• Um dedo de prosa

    Lista de 10 atitudes para cozinhar mais em casa, parte 2

    Na tentativa de fazer as pessoas se aproximarem de seus fogões, criei a lista com 10 atitudes para cozinhar mais em casa, parte I, e de lá para cá tenho pensado bastante em como existem várias crenças que nos afastam desse autocuidado.

    Algumas delas estão impregnadas no inconsciente coletivo, como:

    – “Existe um tipo de corte para cada vegetal”

    – “Cozinhar requer muito planejamento”

    – “Cozinhar só pra mim é perda de tempo”

    – “Cozinhar é caro”

    – “Não tenho ideias nem experiência o suficiente”

    – “Não sei combinar temperos”

    – “Vou sempre levar horas para fazer um prato que as pessoas fazem em meia hora”

    – etc, etc.

    Para desmistificar essa ideia de que cozinhar é difícil, resolvi fazer outra lista com mais 10 atitudes para te motivar a cozinhar mais em casa.

    Bora juntos?

    Entenda sua história 

    Quando comecei a cozinhar, achava que tinha que produzir 5 pratos diferentes para o almoço, do mesmo jeito que via minha mãe e tias fazendo, o que me gerava uma preguiça enorme. Como não tinha um gatilho para me levar para a cozinha com frequência, ainda usava o que gosto de chamar de “substâncias alimentícias que quase ninguém sabe falar o nome”, ou seja, produtos industriais vendidos em pacotinhos milimetricamente pensados para fazer crer que ali dentro tem comida de verdade.

    Quando caiu a ficha que eu sou a única responsável pela minha própria alimentação, a coisa mudou de rumo e com o tempo foi surgindo o amor louco que hoje sinto pela cozinha.

    Mas acho que isso só aconteceu pois divido as tarefas de casa de forma igualitária com meu companheiro.
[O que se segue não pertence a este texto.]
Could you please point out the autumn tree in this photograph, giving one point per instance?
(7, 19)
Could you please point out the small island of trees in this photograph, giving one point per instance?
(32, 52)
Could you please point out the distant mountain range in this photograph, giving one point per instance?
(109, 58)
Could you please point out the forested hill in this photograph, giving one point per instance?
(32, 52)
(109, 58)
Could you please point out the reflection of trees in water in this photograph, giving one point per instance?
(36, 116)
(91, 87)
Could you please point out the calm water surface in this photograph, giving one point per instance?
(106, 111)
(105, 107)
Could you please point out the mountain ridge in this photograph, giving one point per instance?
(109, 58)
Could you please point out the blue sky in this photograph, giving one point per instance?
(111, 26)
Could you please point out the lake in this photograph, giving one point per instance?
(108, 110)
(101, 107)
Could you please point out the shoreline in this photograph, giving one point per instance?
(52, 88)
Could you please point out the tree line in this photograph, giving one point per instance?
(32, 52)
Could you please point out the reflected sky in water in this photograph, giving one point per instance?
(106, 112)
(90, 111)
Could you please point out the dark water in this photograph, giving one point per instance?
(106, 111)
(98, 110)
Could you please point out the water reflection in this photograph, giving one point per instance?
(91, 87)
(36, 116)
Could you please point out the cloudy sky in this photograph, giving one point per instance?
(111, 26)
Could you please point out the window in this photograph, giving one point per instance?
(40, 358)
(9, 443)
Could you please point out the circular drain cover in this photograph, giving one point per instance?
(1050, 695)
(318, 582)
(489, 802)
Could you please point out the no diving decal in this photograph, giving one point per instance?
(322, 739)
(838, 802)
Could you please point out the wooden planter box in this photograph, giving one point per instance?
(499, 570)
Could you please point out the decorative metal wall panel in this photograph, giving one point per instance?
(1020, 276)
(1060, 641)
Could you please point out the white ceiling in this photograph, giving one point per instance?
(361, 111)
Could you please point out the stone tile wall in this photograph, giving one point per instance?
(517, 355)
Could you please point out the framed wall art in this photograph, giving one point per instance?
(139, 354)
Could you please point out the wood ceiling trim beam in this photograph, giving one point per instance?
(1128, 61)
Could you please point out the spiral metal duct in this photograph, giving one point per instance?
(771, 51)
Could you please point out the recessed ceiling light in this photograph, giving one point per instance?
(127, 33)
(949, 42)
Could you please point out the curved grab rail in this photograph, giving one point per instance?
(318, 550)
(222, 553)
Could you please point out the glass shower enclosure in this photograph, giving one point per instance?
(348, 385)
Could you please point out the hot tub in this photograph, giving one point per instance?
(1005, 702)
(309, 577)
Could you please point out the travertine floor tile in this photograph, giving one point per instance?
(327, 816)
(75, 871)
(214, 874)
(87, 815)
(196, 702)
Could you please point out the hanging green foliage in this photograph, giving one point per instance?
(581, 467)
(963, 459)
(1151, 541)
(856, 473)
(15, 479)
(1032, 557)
Sei que essa divisão de tarefas está longe da realidade, já que as mulheres ficam com a bronca que é cuidar de si e dos outros na maior parte das vezes por causa do machismo que habita as cozinhas.

    Então, é importante entender se você está com sobrecarga de tarefas, pois, se for esse o caso, realmente cozinhar será uma tarefa complicada.
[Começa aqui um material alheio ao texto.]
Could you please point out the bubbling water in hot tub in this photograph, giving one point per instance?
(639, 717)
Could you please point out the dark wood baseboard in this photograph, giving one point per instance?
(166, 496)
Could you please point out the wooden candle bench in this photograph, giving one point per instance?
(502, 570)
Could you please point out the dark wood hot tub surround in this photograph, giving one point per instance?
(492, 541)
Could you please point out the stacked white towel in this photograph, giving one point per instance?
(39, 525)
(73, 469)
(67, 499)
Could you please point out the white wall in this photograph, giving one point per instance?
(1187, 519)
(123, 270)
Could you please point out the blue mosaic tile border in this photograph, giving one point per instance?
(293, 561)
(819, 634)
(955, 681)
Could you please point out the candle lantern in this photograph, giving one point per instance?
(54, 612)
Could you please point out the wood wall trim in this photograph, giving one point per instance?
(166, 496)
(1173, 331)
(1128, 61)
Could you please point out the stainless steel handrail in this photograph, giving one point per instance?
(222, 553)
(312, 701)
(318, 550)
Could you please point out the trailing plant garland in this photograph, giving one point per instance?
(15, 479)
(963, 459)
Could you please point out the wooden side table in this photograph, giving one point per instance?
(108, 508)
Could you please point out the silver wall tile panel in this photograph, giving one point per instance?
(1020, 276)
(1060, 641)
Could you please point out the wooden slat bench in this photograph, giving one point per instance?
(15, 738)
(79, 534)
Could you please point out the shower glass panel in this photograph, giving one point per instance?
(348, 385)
    Aliás, cozinhar realmente será difícil se a gente deixar de pensar na interação dos ingredientes ou se o único contato com a cozinha for um reality show que mostra vários equipamentos e ingredientes que talvez nunca poderemos ter em casa. Cozinhar será difícil se a gente se comparar com quem já cozinha há muito tempo e pensar que nunca conseguirá fazer igual.

    Cozinhar é difícil sim se a gente achar que os erros são o fim do mundo e acreditar que só fará um prato digno se gastar todo seu dinheiro no supermercado com produtos da moda, ou se não estivermos dispostos a aprender com feirantes ou pessoas mais velhas, que carregam conhecimentos ancestrais.
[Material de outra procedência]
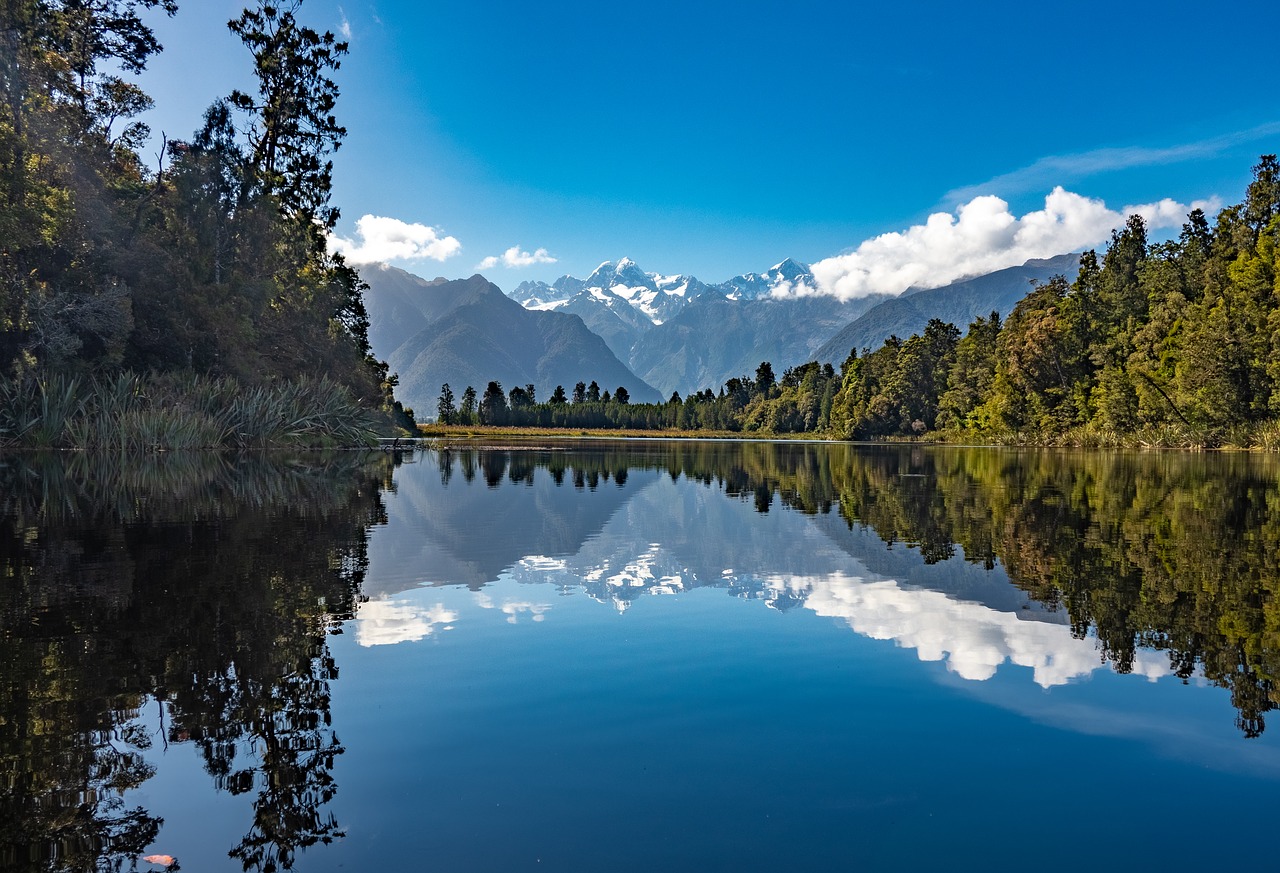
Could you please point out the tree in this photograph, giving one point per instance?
(444, 410)
(493, 405)
(469, 405)
(764, 379)
(520, 398)
(292, 128)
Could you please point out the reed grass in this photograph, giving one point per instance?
(131, 414)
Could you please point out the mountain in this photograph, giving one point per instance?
(959, 304)
(466, 332)
(716, 338)
(757, 286)
(679, 333)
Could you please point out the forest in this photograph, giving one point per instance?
(152, 296)
(1165, 343)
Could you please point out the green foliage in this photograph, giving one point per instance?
(213, 263)
(131, 414)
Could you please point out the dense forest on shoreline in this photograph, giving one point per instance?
(208, 264)
(1156, 343)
    Cozinhar pode ser fácil!

    Cozinhar pode se tornar um processo alquímico que vem de dentro da gente. Procurar referência, dar uma lida em algumas receitas sem se apegar tanto às quantidades, descascar mais e desembalar menos, acolher os erros, colecionar temperinhos e ingredientes de verdade na cozinha são passos que ajudam bastante nessa busca pela centelha de amor pelo preparo dos ingredientes.

    Para facilitar a vida, trouxe uma outra lista com atitudes para adotar na vida e facilitar a tarefa muitas vezes invisível de cozinhar em casa. Bora?

    1) Encontre referências reais

     

    Foto da Fernanda Villaça no meu último curso 

    Enquanto a gente ficar vendo reality show que vomita regras de “faça e não faça”, como, por exemplo, “a cebola vem antes do alho” e “a cenoura precisa entrar nesse prato cortada à julienne”, cozinhar vai parecer uma tarefa que exige um curso extenso que você talvez nunca possa pagar ou ter tempo para fazer.

    Pra começar a cozinhar a casa, ao invés de só seguir no Instagram pessoas que colecionam milhares de equipamentos que você não tem, siga contas como a da Juliana Gomes, do Comida Saudável Para Todos, e veja que você não precisa estar com uma cara feliz todas as vezes que for para a cozinha para se alimentar direito.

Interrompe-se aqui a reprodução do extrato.